Renovation and recovery of Gela Refinery

In July 2013 Eni announced a plan for the renovation and recovery of the Gela Refinery with a total investment of €700 million. The project is aimed to create an economically sound refinery in order to meet the challenges of a competitive and constantly evolving scenario. The refinery will also be redesigned to be more environmentally friendly and respectful of the local area. When fully operational, with its new industrial and organizational structure designed in 2013, the Gela Refinery will be able to generate profits through products more suited to market requirements (maximized production of diesel and interrupted production of gasoline and polyethylene), while at the same time restoring its reliability, flexibility and operational efficiency.

Smart Mobility

In December 2013, Eni launched in Milan the initiative Enjoy, a car sharing free floating with the objective of developing products and services for sustainable mobility.

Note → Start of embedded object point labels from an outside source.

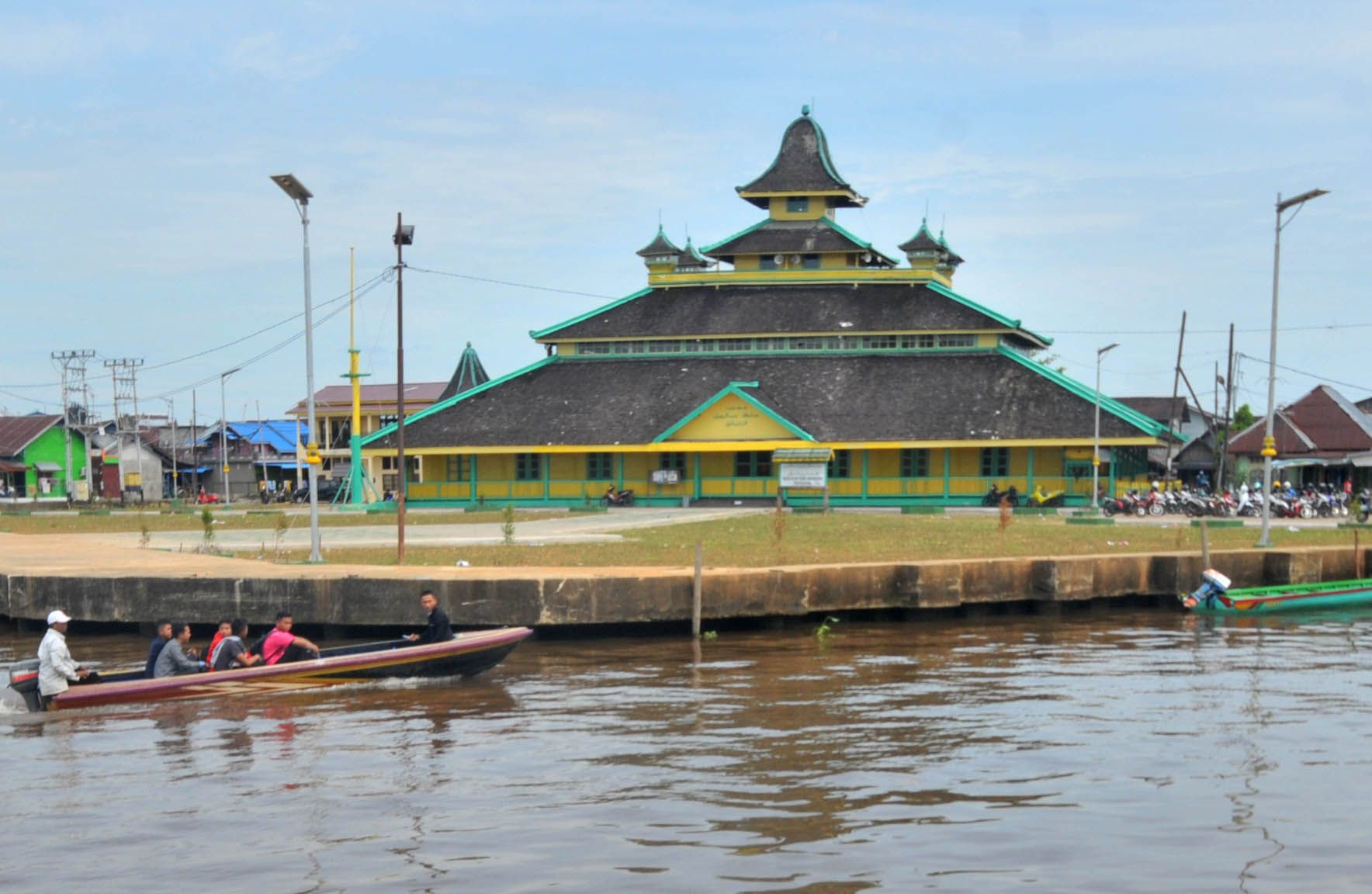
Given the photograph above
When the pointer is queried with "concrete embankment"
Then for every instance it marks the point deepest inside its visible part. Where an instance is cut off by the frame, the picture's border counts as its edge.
(205, 588)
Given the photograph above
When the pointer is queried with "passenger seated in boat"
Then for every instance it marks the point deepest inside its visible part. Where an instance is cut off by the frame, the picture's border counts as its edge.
(282, 645)
(232, 652)
(158, 643)
(225, 629)
(439, 629)
(175, 661)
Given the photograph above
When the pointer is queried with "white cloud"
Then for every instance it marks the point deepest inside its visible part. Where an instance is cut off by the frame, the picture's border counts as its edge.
(266, 55)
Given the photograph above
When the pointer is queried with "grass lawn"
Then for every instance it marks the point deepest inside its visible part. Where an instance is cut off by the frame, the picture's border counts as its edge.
(133, 522)
(843, 538)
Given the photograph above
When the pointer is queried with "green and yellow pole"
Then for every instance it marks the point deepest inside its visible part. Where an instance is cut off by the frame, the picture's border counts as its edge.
(355, 377)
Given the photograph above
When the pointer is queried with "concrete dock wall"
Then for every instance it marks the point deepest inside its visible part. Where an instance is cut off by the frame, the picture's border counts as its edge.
(511, 597)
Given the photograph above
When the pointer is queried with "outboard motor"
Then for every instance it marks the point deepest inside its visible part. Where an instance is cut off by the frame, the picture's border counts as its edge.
(1212, 584)
(23, 679)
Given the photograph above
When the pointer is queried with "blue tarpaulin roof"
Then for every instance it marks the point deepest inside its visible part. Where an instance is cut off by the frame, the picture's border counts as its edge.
(280, 435)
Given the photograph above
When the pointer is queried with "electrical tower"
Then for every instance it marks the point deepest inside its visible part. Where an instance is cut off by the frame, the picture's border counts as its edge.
(73, 379)
(125, 373)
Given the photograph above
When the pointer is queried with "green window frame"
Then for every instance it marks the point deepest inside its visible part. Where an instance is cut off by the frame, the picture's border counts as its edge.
(528, 466)
(914, 463)
(752, 464)
(673, 461)
(600, 466)
(995, 463)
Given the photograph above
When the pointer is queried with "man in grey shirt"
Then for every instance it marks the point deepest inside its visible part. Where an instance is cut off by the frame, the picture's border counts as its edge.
(173, 660)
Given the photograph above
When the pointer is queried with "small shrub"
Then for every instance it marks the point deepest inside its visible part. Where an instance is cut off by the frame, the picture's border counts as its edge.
(778, 527)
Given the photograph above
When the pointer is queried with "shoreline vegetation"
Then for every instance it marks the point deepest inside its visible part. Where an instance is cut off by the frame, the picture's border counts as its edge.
(837, 539)
(747, 541)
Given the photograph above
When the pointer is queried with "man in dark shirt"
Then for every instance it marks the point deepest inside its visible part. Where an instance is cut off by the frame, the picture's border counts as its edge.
(157, 645)
(439, 629)
(232, 652)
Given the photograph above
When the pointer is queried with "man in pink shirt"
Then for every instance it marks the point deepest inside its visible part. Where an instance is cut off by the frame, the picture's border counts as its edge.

This service provided in partnership with major Italian players (Fiat, Trenitalia, Cartasì) allows the customers to pick up and release in any part of the covered area and represents a new and economic, sustainable and efficient alternative to owning car. The service is simple and completely online, the tariffs are all inclusive and competitive. The initiative will be launched in other major Italian cities and abroad, in order to develop and implement more innovative products and services related to mobility.